Frau Michel erzählte uns von ihrer Flucht aus Deutschland in ein Dorf im damaligen Polen (heutige Ukraine), da ihr Vater jüdischer Abstammung war. Da dieser in der neuen Heimat in einem Sägewerk arbeitete, das weit von zu Hause lag, übernahm die 13-jährige Frau Michel die versorgende Rolle der vierköpfigen Familie. Nachdem ihr Vater zwei Jahre später in dem mittlerweile besetzten Polen von den Nazis hingerichtet wurde, und sie selbst mit ihrer Mutter und ihrer jüngeren Schwester dem Tod nur knapp entkommen konnte, flüchteten sie quer durch Osteuropa vor den Nazis. Frau Michels Kindheit war also schnell vorbei. Man fragte sich, wie das wohl wäre, wenn mir so etwas passieren würde? Mit 15 Jahren auf der Flucht vor einem faschistischen Regime zu sein, klingt unvorstellbar; und doch machte der Vortrag uns sehr betroffen. Die anschließende Möglichkeit, Rückfragen zu dem Vortrag zu stellen, wurde reichlich genutzt. Wir alle wollten über dieses schreckliche Schicksal mehr erfahren und waren dankbar für diese Möglichkeit.

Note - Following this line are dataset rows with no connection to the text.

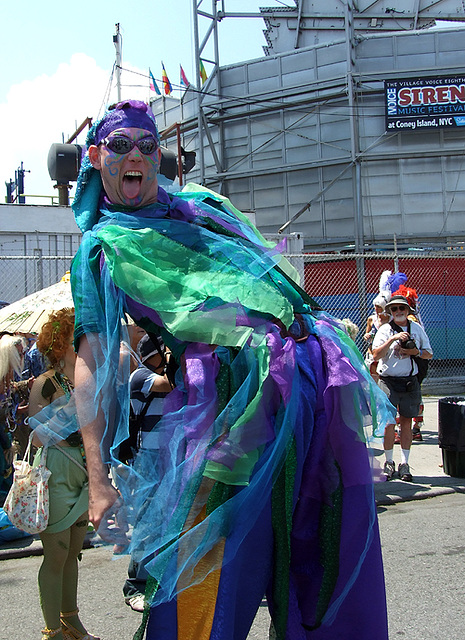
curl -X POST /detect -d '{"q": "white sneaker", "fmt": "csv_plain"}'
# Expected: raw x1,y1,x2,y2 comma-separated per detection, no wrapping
124,593,145,613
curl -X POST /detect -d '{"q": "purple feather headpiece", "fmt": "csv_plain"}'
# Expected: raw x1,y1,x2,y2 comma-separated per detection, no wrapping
94,100,159,145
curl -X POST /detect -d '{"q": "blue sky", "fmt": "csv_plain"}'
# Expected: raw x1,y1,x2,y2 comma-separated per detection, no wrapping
0,0,284,203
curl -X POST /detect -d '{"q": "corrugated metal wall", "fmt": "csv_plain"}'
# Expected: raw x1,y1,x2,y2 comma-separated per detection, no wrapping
153,29,465,250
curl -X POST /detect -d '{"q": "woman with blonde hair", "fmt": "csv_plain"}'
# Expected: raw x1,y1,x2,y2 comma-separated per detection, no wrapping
29,309,98,640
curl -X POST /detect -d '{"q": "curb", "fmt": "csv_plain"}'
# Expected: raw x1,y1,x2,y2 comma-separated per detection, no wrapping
375,486,465,507
0,533,98,561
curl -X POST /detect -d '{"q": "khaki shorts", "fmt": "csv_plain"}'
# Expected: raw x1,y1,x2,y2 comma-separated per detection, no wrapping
378,376,421,418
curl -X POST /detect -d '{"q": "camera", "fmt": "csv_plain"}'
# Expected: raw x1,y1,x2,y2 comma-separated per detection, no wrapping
400,338,417,349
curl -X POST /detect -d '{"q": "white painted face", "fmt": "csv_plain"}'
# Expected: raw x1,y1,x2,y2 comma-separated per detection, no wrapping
89,127,161,207
389,302,408,325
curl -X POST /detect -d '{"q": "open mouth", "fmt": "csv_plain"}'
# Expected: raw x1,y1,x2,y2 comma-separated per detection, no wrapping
123,171,142,200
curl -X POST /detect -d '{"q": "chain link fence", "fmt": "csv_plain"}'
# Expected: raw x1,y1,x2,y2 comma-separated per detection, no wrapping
0,255,73,303
0,251,465,390
287,251,465,391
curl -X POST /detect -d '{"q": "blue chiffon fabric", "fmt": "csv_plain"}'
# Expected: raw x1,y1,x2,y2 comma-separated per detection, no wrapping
29,185,393,639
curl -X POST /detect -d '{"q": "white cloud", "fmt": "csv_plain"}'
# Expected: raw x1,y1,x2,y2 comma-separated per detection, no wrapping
0,53,149,204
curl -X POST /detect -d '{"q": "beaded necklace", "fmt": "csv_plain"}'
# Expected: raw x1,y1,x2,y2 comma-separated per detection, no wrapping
53,371,86,467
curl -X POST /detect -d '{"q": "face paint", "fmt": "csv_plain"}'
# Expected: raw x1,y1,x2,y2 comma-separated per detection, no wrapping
99,128,160,207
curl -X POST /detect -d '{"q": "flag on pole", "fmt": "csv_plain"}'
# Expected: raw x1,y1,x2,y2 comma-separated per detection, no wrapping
149,67,161,96
161,61,173,96
179,65,190,89
200,60,208,87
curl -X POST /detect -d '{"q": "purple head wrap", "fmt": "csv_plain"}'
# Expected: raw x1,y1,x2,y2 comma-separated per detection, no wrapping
95,100,159,145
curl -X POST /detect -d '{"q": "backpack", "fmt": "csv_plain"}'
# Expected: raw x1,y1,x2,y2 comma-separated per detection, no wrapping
117,391,156,464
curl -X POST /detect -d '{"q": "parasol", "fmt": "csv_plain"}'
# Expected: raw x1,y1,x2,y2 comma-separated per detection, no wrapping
0,271,74,333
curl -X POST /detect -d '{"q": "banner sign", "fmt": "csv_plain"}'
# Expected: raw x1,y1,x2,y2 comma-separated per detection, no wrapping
384,76,465,131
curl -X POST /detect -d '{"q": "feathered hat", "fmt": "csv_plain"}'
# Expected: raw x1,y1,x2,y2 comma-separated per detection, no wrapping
373,270,407,311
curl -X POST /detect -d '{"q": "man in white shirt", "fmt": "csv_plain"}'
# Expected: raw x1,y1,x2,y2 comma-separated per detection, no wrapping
372,295,433,482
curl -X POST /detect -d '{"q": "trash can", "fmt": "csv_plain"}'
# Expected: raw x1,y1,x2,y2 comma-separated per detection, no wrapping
438,396,465,478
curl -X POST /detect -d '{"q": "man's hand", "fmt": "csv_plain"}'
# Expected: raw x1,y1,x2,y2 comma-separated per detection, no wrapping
89,482,119,530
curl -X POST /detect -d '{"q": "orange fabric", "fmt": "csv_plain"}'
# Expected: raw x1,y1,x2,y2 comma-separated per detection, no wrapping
177,507,226,640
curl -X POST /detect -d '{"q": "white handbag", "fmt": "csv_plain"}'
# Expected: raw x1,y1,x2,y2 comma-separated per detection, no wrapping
3,432,51,533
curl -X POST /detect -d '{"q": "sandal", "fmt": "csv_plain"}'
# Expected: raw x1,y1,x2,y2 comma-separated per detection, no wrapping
60,609,100,640
41,627,62,640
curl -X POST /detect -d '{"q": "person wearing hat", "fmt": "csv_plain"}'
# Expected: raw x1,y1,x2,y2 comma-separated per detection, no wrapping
56,100,393,640
372,295,433,482
363,293,391,382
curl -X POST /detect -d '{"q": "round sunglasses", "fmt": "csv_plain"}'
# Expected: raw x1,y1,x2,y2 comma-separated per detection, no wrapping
102,136,158,156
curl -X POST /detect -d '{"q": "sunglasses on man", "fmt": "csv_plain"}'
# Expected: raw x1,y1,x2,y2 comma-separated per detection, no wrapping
102,136,158,156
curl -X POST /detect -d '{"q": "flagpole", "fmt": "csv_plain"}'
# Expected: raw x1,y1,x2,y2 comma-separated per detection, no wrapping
192,0,205,184
113,22,122,102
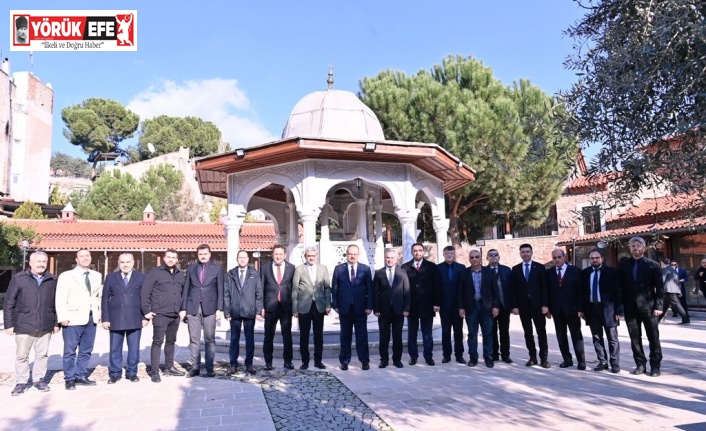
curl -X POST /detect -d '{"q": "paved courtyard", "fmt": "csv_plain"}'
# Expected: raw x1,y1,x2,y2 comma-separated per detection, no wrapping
0,316,706,431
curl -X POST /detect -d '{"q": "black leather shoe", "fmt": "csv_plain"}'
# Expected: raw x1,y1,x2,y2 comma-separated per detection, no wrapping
593,362,608,371
74,377,96,386
164,367,186,376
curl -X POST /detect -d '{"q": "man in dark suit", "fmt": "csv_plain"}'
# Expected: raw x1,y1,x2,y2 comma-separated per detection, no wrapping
458,250,500,368
260,244,294,371
331,244,374,371
487,248,514,364
101,253,149,384
547,249,586,371
402,243,441,365
373,248,411,368
619,237,664,377
437,245,466,364
179,244,223,377
223,250,265,375
292,246,331,370
510,244,551,368
579,250,624,374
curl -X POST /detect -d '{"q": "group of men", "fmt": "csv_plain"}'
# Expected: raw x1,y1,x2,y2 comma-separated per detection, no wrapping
4,237,692,395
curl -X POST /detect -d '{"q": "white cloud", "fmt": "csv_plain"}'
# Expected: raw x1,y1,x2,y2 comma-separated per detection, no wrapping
127,78,278,148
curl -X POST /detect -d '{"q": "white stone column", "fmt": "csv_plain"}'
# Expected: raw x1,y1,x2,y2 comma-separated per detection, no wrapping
397,208,419,262
434,218,449,262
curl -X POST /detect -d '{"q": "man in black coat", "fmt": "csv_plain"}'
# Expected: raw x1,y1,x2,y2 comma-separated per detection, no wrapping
547,249,586,370
260,244,295,371
373,248,411,368
223,250,265,374
3,251,59,396
510,244,551,368
619,237,664,377
140,248,186,383
101,253,149,384
458,250,500,368
402,243,441,365
179,244,223,377
579,250,625,374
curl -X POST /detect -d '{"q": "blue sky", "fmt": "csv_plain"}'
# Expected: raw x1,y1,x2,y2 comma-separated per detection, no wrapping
0,0,582,160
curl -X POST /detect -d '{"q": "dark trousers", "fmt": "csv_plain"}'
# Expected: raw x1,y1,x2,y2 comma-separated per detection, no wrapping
338,307,370,364
299,302,325,364
493,306,511,359
61,313,96,381
552,313,586,364
108,328,142,377
520,305,549,361
466,301,493,361
150,314,180,373
262,303,293,365
228,317,255,367
625,311,662,368
588,303,620,367
439,308,463,358
407,317,434,361
378,314,404,363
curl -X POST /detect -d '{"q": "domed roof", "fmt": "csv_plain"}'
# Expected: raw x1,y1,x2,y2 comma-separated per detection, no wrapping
282,72,385,141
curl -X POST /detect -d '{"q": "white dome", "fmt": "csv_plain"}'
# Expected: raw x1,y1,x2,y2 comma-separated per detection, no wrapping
282,89,385,141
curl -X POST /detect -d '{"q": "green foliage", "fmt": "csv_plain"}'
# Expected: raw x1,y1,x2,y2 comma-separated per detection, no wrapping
139,115,227,160
61,98,140,154
12,201,47,219
49,151,91,178
0,222,41,266
359,56,579,244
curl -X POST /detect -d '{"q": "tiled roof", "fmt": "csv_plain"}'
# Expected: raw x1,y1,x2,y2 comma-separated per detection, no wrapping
1,219,275,251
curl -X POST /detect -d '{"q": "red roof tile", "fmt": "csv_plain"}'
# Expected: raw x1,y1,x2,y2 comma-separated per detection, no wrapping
6,219,275,251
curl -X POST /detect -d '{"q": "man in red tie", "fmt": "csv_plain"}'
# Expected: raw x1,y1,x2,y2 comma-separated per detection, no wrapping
260,244,295,371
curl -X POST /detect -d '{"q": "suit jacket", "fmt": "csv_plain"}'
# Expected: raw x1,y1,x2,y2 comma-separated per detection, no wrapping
56,266,103,326
436,262,466,313
292,264,331,314
458,267,500,311
510,261,549,309
331,262,375,314
546,265,582,316
181,261,223,316
223,266,264,319
373,266,412,316
618,257,664,318
581,265,625,327
260,262,294,313
101,269,145,331
488,265,515,311
402,259,441,318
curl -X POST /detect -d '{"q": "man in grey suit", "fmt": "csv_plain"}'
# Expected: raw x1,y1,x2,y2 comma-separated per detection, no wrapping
373,248,412,368
292,246,331,370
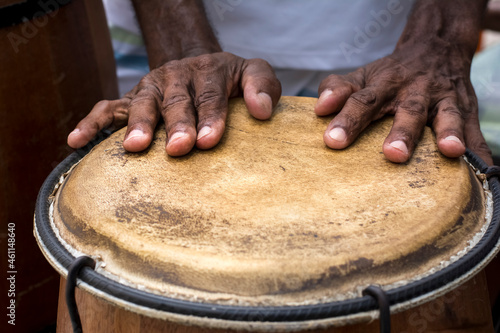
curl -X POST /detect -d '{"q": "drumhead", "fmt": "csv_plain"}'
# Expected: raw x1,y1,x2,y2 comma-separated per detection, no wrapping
35,97,498,330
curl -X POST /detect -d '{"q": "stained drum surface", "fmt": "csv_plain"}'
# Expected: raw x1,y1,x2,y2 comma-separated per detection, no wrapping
54,97,484,305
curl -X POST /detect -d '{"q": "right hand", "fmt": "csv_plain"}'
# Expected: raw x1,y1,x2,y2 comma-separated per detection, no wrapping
68,52,281,156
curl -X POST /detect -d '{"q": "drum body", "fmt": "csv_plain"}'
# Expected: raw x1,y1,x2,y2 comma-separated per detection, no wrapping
35,97,498,332
0,0,118,332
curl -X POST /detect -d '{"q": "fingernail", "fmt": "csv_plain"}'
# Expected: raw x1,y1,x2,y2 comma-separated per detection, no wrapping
317,89,333,104
69,128,80,135
168,132,187,144
328,127,346,142
389,140,408,155
257,93,273,110
125,129,144,141
196,126,212,140
443,135,464,146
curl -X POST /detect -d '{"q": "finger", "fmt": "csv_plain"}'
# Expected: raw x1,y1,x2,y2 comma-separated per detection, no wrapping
383,95,429,163
123,85,161,152
465,112,493,165
241,59,281,120
432,97,465,157
193,73,229,149
162,82,196,156
323,87,386,149
314,68,364,116
68,98,130,149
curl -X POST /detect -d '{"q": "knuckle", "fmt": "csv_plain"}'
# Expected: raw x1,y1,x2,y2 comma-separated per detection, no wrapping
441,105,465,119
162,94,191,112
399,99,427,118
94,100,112,111
248,58,274,73
167,118,193,133
341,112,364,134
191,54,216,71
194,90,222,109
350,89,377,107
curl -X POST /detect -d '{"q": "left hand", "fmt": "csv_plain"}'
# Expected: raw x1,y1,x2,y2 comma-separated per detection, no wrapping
315,44,492,164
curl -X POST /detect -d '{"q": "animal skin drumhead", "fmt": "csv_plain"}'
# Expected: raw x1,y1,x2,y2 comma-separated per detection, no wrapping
53,97,485,305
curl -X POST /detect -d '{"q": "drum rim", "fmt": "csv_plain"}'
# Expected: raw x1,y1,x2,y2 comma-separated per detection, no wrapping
35,127,500,323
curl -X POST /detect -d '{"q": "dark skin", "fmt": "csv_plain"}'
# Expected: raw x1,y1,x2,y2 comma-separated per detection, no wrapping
483,1,500,31
68,0,492,164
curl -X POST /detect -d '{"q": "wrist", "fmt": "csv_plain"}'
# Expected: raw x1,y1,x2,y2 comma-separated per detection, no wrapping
395,0,487,60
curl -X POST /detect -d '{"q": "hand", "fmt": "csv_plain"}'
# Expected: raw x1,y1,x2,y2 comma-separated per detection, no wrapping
315,46,492,164
68,52,281,156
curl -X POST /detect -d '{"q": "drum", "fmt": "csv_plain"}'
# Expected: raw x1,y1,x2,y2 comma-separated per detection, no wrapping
0,0,118,332
35,97,499,332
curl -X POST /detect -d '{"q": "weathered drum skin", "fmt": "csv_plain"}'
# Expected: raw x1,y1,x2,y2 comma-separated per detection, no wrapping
0,0,118,332
37,97,491,332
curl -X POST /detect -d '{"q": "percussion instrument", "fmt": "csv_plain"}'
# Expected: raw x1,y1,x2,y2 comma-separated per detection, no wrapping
35,97,499,332
0,0,118,332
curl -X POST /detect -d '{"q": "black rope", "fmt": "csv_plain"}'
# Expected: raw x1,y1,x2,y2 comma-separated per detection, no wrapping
363,286,391,333
66,256,95,333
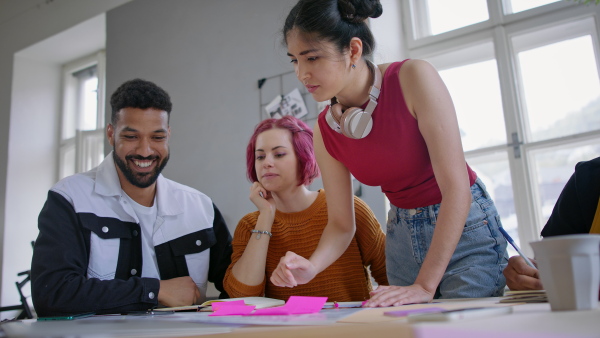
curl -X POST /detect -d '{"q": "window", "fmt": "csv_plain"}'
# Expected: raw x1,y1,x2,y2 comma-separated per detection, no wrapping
58,52,104,179
396,0,600,254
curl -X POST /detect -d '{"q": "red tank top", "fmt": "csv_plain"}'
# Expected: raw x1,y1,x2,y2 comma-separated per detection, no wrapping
318,60,477,209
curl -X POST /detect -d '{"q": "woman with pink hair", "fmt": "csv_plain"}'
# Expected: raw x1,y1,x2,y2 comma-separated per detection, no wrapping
223,116,388,302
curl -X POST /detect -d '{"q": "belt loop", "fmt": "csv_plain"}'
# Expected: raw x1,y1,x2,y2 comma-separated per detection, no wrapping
475,177,490,199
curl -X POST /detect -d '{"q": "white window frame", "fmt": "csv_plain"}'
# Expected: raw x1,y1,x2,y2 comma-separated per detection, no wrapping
398,0,600,255
57,50,106,179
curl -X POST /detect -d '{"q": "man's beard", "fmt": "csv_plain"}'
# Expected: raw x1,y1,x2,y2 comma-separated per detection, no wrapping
113,148,170,188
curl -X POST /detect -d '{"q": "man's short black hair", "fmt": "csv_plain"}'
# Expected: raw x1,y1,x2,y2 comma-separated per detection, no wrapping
110,79,172,125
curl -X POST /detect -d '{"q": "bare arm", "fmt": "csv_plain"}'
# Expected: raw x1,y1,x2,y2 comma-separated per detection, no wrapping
158,276,201,306
271,123,356,287
369,60,471,306
231,182,276,285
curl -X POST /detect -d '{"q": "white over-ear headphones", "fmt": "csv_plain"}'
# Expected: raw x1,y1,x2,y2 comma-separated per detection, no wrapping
325,61,381,139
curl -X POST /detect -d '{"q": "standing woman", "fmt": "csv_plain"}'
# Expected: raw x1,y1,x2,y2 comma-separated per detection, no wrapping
223,116,387,302
271,0,508,307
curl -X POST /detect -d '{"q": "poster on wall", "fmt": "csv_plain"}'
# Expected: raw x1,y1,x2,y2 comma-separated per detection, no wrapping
265,88,308,119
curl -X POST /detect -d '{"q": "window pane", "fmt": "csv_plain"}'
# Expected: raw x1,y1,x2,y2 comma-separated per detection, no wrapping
80,77,98,130
532,140,600,230
467,151,520,256
518,35,600,141
422,0,489,35
507,0,559,14
440,60,506,151
58,142,75,179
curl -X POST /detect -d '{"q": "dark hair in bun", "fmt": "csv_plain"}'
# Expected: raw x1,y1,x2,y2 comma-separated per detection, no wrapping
283,0,383,56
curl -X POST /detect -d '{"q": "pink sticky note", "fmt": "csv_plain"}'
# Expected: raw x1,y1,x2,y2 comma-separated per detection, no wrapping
251,296,327,316
209,302,255,316
210,300,246,311
285,296,327,314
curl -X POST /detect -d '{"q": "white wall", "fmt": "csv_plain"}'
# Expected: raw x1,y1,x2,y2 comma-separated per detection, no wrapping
2,57,60,314
0,0,128,319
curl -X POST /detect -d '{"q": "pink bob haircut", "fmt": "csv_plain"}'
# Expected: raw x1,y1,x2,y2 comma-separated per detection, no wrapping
246,115,321,186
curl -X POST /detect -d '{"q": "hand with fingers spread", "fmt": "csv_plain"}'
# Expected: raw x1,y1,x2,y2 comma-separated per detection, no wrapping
503,256,544,290
363,284,433,307
158,276,201,306
271,251,317,288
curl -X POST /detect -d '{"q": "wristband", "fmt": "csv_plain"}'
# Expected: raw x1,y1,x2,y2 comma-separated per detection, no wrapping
250,229,273,239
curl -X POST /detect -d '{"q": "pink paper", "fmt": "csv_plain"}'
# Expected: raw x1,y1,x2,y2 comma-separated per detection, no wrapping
250,296,327,316
210,300,246,311
209,301,255,316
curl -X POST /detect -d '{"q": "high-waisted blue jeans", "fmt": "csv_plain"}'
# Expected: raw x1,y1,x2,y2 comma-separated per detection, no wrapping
385,179,508,298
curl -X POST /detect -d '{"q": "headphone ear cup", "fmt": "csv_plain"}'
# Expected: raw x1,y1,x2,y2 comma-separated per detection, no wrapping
340,107,373,139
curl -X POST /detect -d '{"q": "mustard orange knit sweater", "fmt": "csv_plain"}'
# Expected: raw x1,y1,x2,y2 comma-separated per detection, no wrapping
223,190,388,302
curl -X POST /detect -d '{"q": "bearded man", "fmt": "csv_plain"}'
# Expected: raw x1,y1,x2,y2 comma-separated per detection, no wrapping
31,79,231,317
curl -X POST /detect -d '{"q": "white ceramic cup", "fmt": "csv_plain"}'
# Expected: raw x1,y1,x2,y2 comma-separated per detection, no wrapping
530,234,600,311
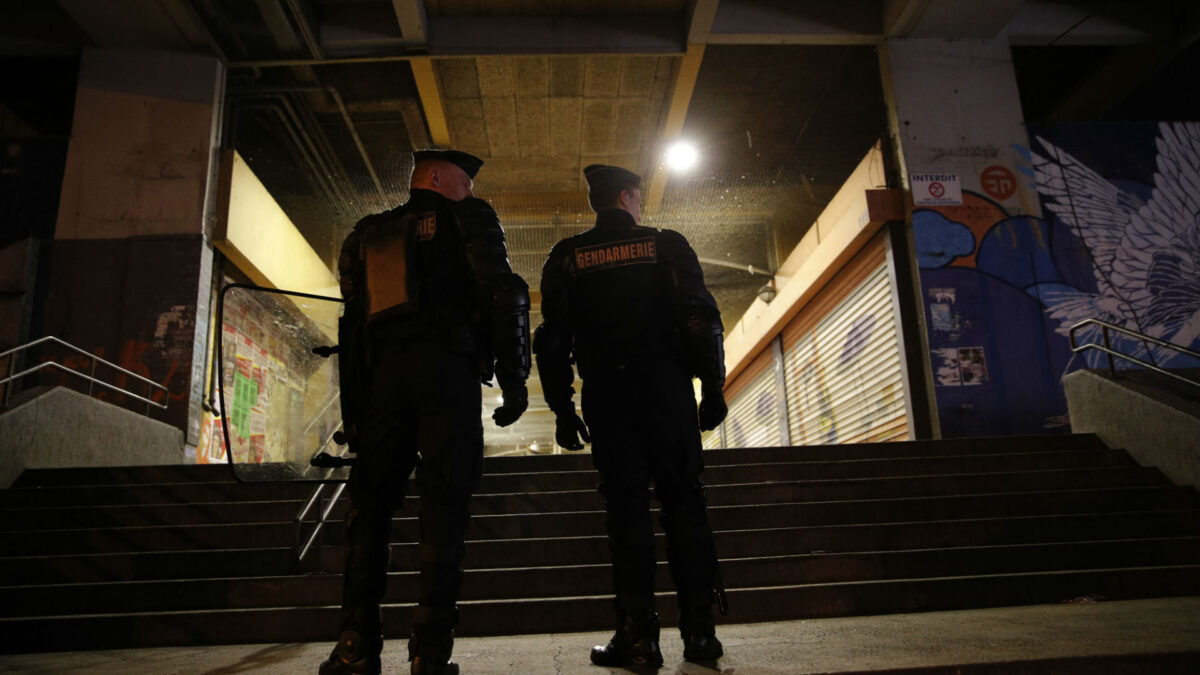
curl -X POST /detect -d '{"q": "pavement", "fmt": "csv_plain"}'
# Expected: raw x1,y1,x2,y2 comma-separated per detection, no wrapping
0,597,1200,675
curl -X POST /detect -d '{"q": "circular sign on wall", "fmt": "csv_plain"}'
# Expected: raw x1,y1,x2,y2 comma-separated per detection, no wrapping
979,165,1016,202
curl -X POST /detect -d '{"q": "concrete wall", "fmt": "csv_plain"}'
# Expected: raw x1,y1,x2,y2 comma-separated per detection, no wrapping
1063,370,1200,488
34,48,224,443
0,387,184,488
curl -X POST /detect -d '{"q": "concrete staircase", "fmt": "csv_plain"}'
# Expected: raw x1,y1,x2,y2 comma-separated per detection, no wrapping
0,435,1200,653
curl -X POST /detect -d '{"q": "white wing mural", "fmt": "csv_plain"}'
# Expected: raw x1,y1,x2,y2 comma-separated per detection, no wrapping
1033,123,1200,365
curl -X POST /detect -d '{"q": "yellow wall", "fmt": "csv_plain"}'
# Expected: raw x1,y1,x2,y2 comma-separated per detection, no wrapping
212,150,341,298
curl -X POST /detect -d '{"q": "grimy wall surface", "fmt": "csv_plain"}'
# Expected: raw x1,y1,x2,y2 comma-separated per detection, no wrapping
44,49,224,443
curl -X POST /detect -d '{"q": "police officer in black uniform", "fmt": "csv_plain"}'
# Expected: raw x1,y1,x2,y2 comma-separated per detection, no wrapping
320,150,529,675
534,165,726,667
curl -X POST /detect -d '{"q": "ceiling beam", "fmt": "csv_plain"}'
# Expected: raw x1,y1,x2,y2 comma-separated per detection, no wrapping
882,0,1026,40
428,14,686,54
391,0,430,47
642,44,704,215
684,0,720,44
408,56,450,148
706,0,882,44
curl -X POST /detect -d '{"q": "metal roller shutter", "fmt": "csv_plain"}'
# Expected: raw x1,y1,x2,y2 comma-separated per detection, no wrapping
725,350,780,448
784,239,908,444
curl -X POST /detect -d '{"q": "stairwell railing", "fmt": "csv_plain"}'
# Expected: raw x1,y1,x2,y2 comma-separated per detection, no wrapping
1068,318,1200,387
293,424,348,562
0,335,169,414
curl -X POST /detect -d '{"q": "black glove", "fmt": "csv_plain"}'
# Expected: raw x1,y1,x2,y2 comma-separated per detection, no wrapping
492,384,529,426
554,410,592,450
698,389,730,431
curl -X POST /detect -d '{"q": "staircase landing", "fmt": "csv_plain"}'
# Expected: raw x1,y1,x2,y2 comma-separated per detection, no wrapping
0,597,1200,675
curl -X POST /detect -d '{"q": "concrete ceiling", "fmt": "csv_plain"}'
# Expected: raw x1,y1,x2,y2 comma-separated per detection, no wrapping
0,0,1200,450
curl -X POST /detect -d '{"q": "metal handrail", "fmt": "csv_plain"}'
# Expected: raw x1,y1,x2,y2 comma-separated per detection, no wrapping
1068,318,1200,387
0,335,170,414
295,483,346,561
293,423,346,561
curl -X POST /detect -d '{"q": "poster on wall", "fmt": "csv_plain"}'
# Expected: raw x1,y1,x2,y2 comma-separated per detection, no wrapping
913,123,1200,437
220,283,348,483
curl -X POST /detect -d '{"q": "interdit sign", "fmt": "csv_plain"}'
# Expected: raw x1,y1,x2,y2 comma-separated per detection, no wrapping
908,173,962,207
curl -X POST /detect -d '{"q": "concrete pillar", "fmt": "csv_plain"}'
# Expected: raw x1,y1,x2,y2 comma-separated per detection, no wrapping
881,37,1067,437
44,49,224,443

Die neue Perspektive auf den Holocaust, die Frau Michel uns eröffnete, da sie nie in einem KZ gewesen ist, ließ uns auch nach dem Vortrag mit gegenseitigem Redebedarf zurück. Die während des Vortrags sehr bedrückende Stimmung war nun gelockerter, aber auch bewusster. Bewusster darüber, wie wichtig die Erinnerungskultur für uns sein sollte, wie präsent Antisemitismus noch heute in unserer Gesellschaft ist. Das Wichtigste, das uns Frau Michel mit auf den Weg gab: die Erinnerungskultur auch in Taten umzusetzen. Ganz konkret fängt das schon dabei an, das Wort „Jude“ auf dem Pausenhof kein Schimpfwort werden zu lassen. Das sollte uns bewusst sein. (Joel Jetter, Benedikt Schlecht, Jahrgangsstufe 1)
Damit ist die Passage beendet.